Der bereits erwähnte Józef Raczyński, der ältere Sohn Zygmunts und Magdalena Sędzickas, führte das Leben eines ärmlichen Adligen in Bischke bei Usch (Byszki pod Ujściem). Er war zweimal verheiratet. Als er circa 1775 verstarb, hinterließ er seine zweite Frau, seinen Sohn Wincenty und seine zwei Töchter in großer Armut. Die minderjährigen Kinder kamen in die Obhut von Verwandten, insbesondere dem Großmarschall der Krone Kazimierz Raczyński. Dieser schickte Wincenty 1794 nach Malta, damit er sich dort auf den Beitritt zum Malteserorden vorbereiten konnte. Bereits vier Jahre später wurde er zum Ritter des Ordens geschlagen. Nach der Besetzung der Insel durch die Briten, der Auflösung des Ordens und der Ernennung des Zaren Paul I. zu seinem Großmeister ging Wincenty nach Russland, wo er eine einträgliche Komturei bekam. Auf einer Reise lernte er in Kurland Luise Anna Wilhelmine von Lüdinghausen-Wolff kennen, die er 1806 ehelichte (nachdem er die Komturei aufgegeben hatte und aus der Zölibatsverpflichtung entlassen worden war). Anschließend ließ er sich auf den von ihm erworbenen Gütern Zenhof und Rothof in der Nähe von Mitau nieder und leitete dadurch die über hundert Jahre andauernde Geschichte des deutsch-baltischen Familienzweiges ein. Von der polnischen Tradition stark beeinflusst, fühlte sich Wincenty in den Kreisen des deutsch-kurländischen Adels fremd, aber seine drei Söhne wuchsen in sie hinein. Sie erhielten eine gründliche, unter anderem auch militärische Ausbildung und wurden hochrangige Offiziere in der russischen Armee. Besonders erwähnenswert ist der älteste Sohn Wincentys, Wilhelm Leopold (1808–1889), der nach einer Karriere beim Militär, welche er mit dem Dienstrad eines Rittmeisters abschloss, das väterliche Landgut übernahm und in der Ehe mit seiner Cousine Maria Lüdinghausen-Wolff nach 15 Jahren den lange ersehnten Sohn bekam – Zygmunt Edward (1861). In der weiteren Geschichte der Familie Raczyński sollte er eine große Rolle spielen.

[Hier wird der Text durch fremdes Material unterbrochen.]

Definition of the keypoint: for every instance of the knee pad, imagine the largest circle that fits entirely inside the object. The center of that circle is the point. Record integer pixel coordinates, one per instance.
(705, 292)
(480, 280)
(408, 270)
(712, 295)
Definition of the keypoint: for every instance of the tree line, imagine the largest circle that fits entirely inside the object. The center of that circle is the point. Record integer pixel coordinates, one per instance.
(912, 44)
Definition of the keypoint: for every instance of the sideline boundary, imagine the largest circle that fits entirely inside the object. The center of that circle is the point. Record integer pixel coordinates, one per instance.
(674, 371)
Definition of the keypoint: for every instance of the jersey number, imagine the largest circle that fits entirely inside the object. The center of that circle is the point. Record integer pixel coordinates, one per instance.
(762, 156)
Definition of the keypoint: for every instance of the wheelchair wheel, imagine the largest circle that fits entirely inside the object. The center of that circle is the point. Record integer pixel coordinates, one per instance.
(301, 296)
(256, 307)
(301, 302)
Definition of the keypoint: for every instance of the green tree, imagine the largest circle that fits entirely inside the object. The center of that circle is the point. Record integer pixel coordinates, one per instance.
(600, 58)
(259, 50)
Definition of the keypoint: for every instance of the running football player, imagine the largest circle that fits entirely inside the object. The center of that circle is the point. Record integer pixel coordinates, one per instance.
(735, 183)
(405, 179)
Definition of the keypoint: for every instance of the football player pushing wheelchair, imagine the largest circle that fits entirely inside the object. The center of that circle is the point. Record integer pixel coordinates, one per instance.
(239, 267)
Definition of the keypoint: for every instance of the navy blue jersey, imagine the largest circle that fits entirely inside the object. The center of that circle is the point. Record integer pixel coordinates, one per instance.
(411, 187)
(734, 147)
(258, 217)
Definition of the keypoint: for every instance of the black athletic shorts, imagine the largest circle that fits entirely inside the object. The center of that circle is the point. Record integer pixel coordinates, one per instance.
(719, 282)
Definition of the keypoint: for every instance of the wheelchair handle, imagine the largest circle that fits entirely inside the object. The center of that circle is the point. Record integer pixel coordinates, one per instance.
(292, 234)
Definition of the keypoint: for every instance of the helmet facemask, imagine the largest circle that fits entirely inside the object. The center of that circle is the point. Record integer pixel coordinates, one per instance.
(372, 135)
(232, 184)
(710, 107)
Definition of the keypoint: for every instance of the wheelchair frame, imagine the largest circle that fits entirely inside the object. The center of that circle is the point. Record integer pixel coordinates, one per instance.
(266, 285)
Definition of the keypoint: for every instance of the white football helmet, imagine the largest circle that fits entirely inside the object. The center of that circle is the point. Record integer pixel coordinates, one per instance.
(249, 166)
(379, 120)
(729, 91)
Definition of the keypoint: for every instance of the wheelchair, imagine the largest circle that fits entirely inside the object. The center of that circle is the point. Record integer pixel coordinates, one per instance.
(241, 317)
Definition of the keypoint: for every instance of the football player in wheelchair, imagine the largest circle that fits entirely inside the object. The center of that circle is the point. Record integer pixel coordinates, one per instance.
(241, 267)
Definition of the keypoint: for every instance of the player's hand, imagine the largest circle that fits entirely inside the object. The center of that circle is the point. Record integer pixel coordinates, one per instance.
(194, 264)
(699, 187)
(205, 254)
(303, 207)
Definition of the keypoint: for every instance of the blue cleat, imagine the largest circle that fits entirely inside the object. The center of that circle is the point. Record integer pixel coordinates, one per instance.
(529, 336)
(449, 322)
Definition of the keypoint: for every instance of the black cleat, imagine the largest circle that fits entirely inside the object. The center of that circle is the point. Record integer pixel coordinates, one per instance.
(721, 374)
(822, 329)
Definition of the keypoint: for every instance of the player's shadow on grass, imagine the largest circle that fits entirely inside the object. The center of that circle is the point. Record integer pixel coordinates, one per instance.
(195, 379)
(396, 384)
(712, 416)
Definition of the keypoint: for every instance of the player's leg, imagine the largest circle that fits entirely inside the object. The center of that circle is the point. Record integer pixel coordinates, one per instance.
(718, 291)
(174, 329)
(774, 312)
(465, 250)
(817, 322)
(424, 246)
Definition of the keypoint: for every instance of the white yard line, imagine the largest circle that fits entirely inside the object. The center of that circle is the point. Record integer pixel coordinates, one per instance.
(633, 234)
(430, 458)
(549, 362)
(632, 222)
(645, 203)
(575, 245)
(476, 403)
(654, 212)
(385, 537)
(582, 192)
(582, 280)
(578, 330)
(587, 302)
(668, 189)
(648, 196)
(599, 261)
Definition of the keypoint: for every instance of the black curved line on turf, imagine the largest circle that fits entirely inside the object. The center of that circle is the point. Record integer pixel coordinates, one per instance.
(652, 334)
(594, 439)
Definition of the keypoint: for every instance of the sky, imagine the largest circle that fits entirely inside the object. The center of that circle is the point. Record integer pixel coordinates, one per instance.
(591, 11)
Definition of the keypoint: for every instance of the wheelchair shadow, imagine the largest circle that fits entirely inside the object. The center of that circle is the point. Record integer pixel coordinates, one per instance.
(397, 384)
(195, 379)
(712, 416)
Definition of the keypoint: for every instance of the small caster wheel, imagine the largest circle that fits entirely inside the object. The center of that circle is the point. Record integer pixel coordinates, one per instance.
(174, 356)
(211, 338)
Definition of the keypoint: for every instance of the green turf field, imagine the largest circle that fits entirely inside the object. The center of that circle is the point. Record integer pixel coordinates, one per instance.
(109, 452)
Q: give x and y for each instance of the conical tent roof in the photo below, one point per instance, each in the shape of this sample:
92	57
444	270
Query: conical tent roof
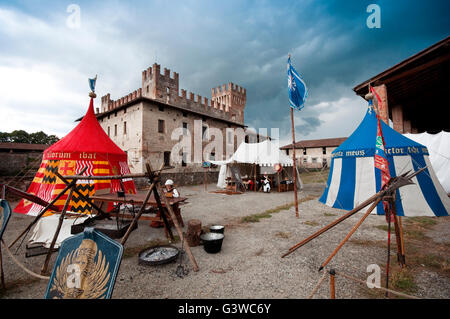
87	139
87	145
353	177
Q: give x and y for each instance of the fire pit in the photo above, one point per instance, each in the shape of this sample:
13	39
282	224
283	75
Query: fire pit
158	255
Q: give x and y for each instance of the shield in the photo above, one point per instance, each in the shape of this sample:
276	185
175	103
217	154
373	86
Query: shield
86	267
5	214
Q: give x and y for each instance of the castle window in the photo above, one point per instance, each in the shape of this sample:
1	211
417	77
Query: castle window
160	126
167	158
184	160
205	133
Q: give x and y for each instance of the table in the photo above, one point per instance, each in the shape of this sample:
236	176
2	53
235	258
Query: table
138	199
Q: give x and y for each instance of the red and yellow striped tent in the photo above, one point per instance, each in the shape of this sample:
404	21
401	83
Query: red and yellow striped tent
86	145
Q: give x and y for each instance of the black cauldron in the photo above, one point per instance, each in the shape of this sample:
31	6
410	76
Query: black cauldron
212	242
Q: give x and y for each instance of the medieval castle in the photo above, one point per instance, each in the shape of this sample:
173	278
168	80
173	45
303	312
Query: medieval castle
141	123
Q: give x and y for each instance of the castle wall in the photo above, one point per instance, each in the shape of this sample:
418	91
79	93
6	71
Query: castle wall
130	140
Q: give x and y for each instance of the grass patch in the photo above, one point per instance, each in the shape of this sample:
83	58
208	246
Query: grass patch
329	214
254	218
422	221
310	223
403	281
281	234
315	176
134	251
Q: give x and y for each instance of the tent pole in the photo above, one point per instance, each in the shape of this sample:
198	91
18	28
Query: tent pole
402	239
294	169
58	229
349	235
254	179
72	183
375	197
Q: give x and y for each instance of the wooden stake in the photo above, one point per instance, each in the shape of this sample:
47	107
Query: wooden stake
177	226
55	236
2	275
334	223
83	197
72	183
294	169
348	235
332	284
138	215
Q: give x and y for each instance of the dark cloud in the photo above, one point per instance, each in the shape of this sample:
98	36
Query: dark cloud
210	43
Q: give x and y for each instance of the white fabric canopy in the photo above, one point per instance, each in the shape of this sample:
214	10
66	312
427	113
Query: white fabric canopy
438	146
45	229
265	153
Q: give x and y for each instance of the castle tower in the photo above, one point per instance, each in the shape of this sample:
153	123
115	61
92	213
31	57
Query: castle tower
233	97
159	86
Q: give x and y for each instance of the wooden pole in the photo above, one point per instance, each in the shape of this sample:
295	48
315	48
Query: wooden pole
138	215
294	168
348	235
398	239
402	238
2	275
332	284
55	236
83	197
177	226
389	251
72	183
334	223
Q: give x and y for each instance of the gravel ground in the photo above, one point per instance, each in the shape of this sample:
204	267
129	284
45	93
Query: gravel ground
249	264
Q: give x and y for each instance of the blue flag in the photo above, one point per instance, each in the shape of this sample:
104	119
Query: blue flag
92	83
298	92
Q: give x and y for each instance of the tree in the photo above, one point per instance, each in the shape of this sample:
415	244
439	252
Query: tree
20	136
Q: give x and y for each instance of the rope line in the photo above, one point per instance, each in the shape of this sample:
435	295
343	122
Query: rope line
378	287
21	265
319	283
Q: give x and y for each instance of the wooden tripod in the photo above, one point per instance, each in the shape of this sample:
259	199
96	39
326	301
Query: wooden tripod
387	194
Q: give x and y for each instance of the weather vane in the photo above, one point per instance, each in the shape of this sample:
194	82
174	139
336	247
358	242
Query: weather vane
92	87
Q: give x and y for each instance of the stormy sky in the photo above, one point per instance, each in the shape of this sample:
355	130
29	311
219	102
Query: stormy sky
45	59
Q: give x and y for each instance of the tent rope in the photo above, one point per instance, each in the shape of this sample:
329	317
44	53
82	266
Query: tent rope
378	287
21	265
319	283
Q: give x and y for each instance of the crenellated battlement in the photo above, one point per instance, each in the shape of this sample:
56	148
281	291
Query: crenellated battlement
227	101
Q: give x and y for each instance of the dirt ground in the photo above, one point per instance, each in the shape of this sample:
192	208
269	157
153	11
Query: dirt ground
259	228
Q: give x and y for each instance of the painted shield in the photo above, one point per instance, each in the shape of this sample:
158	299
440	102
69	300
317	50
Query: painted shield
86	267
5	214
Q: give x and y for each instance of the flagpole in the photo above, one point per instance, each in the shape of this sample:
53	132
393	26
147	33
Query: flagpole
294	160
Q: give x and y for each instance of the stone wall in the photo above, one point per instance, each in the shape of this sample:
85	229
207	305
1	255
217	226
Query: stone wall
181	179
13	163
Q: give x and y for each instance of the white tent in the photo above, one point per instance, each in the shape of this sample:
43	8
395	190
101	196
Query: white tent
266	153
438	146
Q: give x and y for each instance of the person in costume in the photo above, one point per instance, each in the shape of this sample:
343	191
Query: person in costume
266	184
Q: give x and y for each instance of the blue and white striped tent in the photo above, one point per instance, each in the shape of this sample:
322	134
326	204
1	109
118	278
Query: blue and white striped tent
353	177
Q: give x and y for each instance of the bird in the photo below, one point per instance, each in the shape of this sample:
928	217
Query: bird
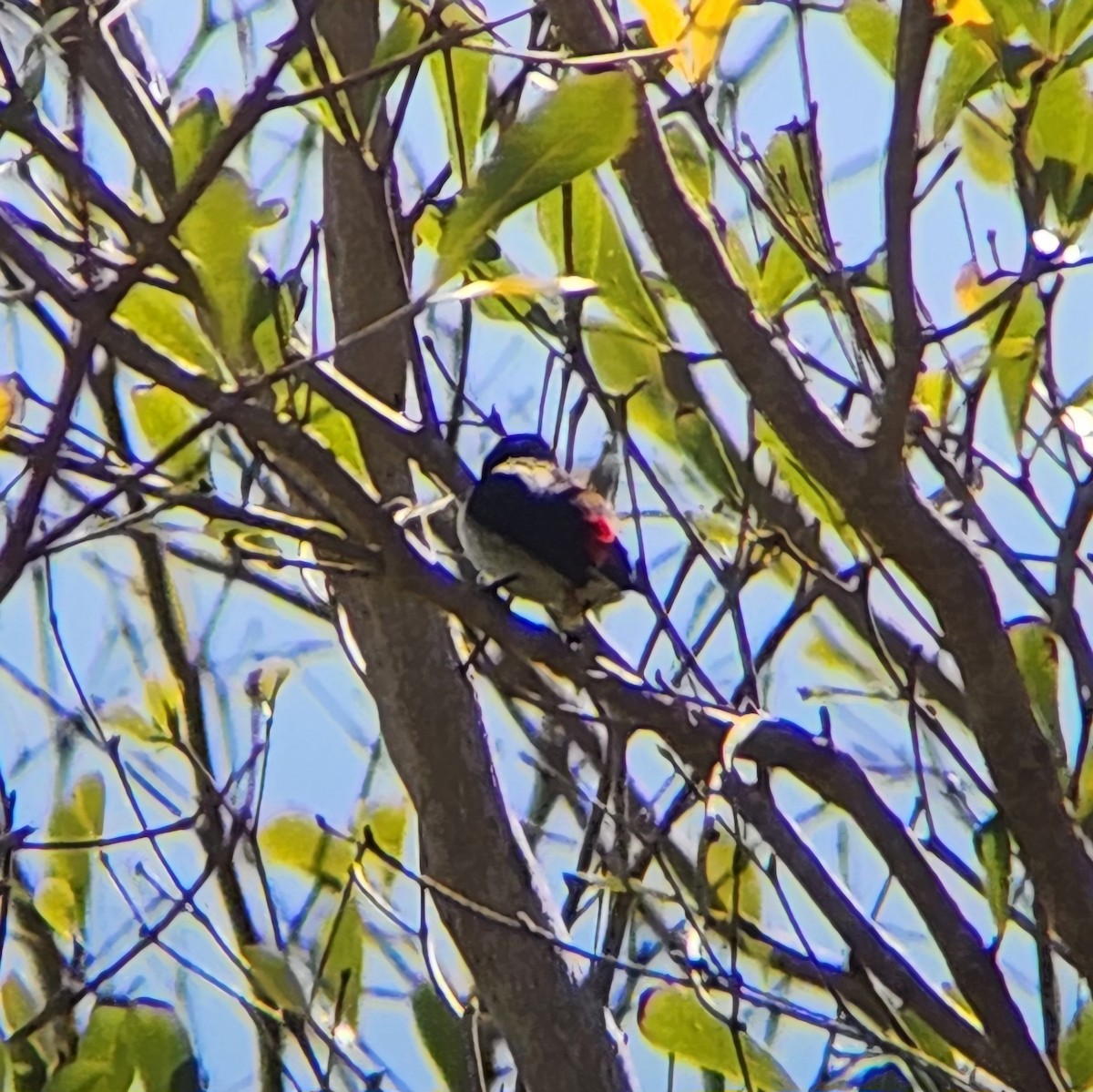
534	529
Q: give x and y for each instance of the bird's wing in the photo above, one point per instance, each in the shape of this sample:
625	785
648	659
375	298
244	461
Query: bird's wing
553	525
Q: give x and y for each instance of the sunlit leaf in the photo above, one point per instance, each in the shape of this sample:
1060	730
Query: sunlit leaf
692	159
273	977
709	23
600	252
22	1068
966	12
1015	356
987	150
804	486
874	26
781	274
388	825
295	841
744	270
934	392
404	34
467	74
731	878
561	140
19	1003
673	1020
700	442
331	427
1061	126
993	848
55	900
442	1034
667	23
342	939
159	1048
163	416
167	321
968	60
1011	17
793	181
194	132
1037	656
219	236
624	363
11	402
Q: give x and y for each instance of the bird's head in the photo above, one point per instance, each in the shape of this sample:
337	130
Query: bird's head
518	446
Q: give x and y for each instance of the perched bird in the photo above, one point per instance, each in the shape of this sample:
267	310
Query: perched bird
533	528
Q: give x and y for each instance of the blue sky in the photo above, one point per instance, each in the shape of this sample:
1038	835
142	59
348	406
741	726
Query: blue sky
325	727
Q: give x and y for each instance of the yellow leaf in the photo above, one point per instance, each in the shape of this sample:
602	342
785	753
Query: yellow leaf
667	23
709	25
971	291
11	402
965	12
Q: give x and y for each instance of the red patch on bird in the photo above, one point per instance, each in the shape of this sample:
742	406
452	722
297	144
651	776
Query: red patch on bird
602	530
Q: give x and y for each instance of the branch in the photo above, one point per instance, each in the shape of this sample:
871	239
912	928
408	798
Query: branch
917	23
880	501
1011	1053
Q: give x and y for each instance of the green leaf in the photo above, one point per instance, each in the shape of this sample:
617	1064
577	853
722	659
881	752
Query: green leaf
219	235
92	1075
405	34
168	321
163	415
295	841
692	158
924	1034
622	361
273	978
1061	126
1074	20
744	270
194	132
442	1034
804	487
331	427
129	1041
61	896
1037	656
1076	1048
19	1003
968	60
673	1020
562	139
700	441
470	80
934	392
782	273
793	183
159	1048
988	152
600	252
730	877
388	822
342	939
874	26
992	842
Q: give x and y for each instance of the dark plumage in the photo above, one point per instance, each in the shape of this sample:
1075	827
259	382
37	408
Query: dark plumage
529	524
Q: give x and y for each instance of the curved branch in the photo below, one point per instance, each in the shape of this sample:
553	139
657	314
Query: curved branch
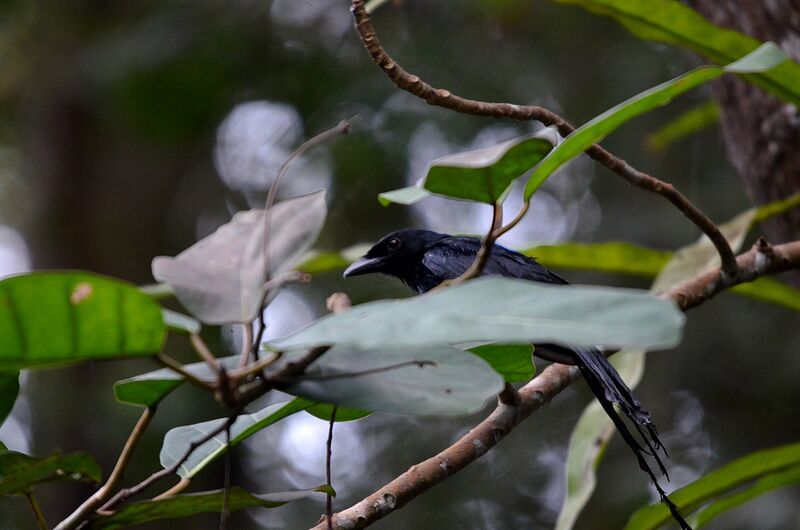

Der zweite, großpolnische Zweig des Adelsgeschlechts, führt auf Michał Kazimierz Raczyński (1650–1737) zurück, den dritten Sohn Zygmunts, des Starosten von Jasieniec. Er besaß eine vielseitige Bildung und erklomm schnell die Stufen der politischen Karriereleiter in Polen, wurde mit vertraulichen diplomatischen Aufgaben beauftragt und bekleidete immer höhere Ämter, darunter das des Woiwoden von Kalisch und wenige Monate vor seinem Tod auch des Woiwoden von Posen. Geschickt mehrte er auch sein geerbtes Vermögen (von 75.000 auf eine Million Florine) und am Ende seines Lebens war er einer der reichsten Großgrundbesitzer in Großpolen. Er heiratete die schöne, aber nicht vermögende Krystyna Krassowska, die ihm drei Töchter und zwei Söhne schenkte. Der ältere Sohn, Wiktor (ca. 1699–1765), erfüllte lange die Erwartungen seines Vaters nicht, indem er ein leichfertiges Leben führte. Mit der Zeit kam er jedoch zur Vernunft, bekam die Vergebung seines Vaters sowie die Hälfte seines Vermögens und heiratete anschließend Magdalena Działyńska. Aus dieser Ehe kam der Sohn Kazimierz hervor, dem Wiktor einen erheblichen Teil seines Vermögens überließ, um selbst im Alter im Bernhardinerkloster in Łowicz (Lowitsch) zu leben. Der zweite Sohn Michałs, Leon Raczyński (1700–1755), trat der österreichischen Armee bei, in der er es bis zum Generaloberst brachte. Anschließend verließ er die Armee, um sich der Politik und der Verwaltung des Familienbesitzes zu widmen. In der Politik konnte er keine größeren Erfolge verzeichnen, wohingegen sein Vermögen erheblich größer wurde. Er galt als ein guter Verwalter und unterstützte großzügig öffentliche Initiativen – unter anderem stiftete er den Lehrstuhl für Wirtschaft an der Lubrański-Akademie in Posen (1751). Es dauerte lange, bis er eine Familie gründete. Er heiratete erst im Alter von 40 Jahren Wirydiana Bnińska, mit der er den Sohn Filip und die Töchter Katarzyna und Estera hatte.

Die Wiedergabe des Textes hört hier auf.